How to Follow-Up and Manage Your RSVPs

Every wedding invitation you send should include some way for the recipient to RSVP—to respond with a yes or no, and to include information about how many people will be attending your celebration. Unfortunately, not everyone will reply. You’ll have to estimate and assume that a dozen or more extra people may show up without ever responding.

In spite of those that don’t reply, you’ll still have a large quantity of RSVPs to handle during the weeks and months leading up to your wedding. Find out how to follow up and manage all your RSVPs so that the task doesn’t become stressful and overwhelming.

Make the RSVP Deadline Clear

On the RSVP card, specify a date by which you expect to be notified of the person’s plans. For example, you could say, “Please RSVP by April 10th.” Give your guests enough time to think ahead and make arrangements, usually 3-4 weeks.

Be sure to also give yourself a couple of weeks between the RSVP deadline and the wedding. After all, your expected attendance numbers determine venue arrangements, catering headcount, the number of wedding favors, and other significant details.

Use Online RSVPs

To make life easier for yourself and your guests, you could make it possible for them to RSVP via your wedding website or your wedding Facebook page, or through some other online service. This way, your guests don’t have to remember to mail the RSVP card. They can simply go online and quickly let you know whether or not they plan to attend.

With online RSVPs, you can manage emails by creating separate response folders, or by employing the features offered by the website or service you choose to use. Keeping everything online means that no paper responses can be misplaced or damaged.

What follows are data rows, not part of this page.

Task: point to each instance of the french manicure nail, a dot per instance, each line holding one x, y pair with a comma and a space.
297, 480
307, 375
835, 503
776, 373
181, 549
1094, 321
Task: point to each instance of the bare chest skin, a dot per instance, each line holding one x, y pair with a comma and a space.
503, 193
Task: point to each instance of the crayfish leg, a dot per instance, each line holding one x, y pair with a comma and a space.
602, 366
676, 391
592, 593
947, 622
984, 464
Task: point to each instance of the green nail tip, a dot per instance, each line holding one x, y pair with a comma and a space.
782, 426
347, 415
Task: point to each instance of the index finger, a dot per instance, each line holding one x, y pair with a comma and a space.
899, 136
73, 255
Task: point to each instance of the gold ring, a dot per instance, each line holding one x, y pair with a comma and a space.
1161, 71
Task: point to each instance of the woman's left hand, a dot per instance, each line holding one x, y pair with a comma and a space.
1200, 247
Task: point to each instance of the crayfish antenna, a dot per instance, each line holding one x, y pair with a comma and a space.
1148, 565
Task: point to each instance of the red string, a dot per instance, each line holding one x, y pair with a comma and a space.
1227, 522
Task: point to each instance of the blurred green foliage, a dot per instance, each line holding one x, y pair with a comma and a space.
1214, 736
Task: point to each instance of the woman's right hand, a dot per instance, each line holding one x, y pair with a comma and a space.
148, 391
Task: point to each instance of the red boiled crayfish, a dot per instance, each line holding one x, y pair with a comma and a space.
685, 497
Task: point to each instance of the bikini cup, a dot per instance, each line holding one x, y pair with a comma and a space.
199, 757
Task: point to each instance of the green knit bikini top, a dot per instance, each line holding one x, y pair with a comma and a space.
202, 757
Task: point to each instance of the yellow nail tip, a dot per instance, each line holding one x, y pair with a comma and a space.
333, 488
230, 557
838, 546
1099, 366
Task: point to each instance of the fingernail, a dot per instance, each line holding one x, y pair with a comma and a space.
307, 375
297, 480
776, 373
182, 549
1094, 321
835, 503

Assign a Friend to Help with Paper RSVPs

If you want to use paper RSVP cards, have a box or bin where you place them immediately after you receive each one. Instead of handling them all yourself, appoint a trusted friend or relative (perhaps a bridesmaid) to go through them once a week and address any potential issues.

Even if you’re using paper invitations, you need an electronic master list—a spreadsheet or a document in which you (or your appointed RSVP manager) can record all the responses.

Recruit Helpers to Chase Down Non-Responders

If the deadline passes and potential guests still haven’t responded, recruit some friends to help you contact those tardy individuals via email, text, or phone call. You should make contact a day or two after the deadline. If you still cannot reach the person, you can probably assume that he or she isn’t coming to the wedding.

Deal with Problematic RSVPs

If someone writes in extra guests who weren’t invited or includes children on the RSVP note when children aren’t invited, you’ll need to determine whether or not this alteration is worth protesting. If you don’t want to offend the individual and you can handle the extra guests, you may choose to allow it; but in many cases, you may not be able to let it pass. Contact the person and politely clarify that due to space limitations or budget constraints, only those specifically listed on the invitation should attend.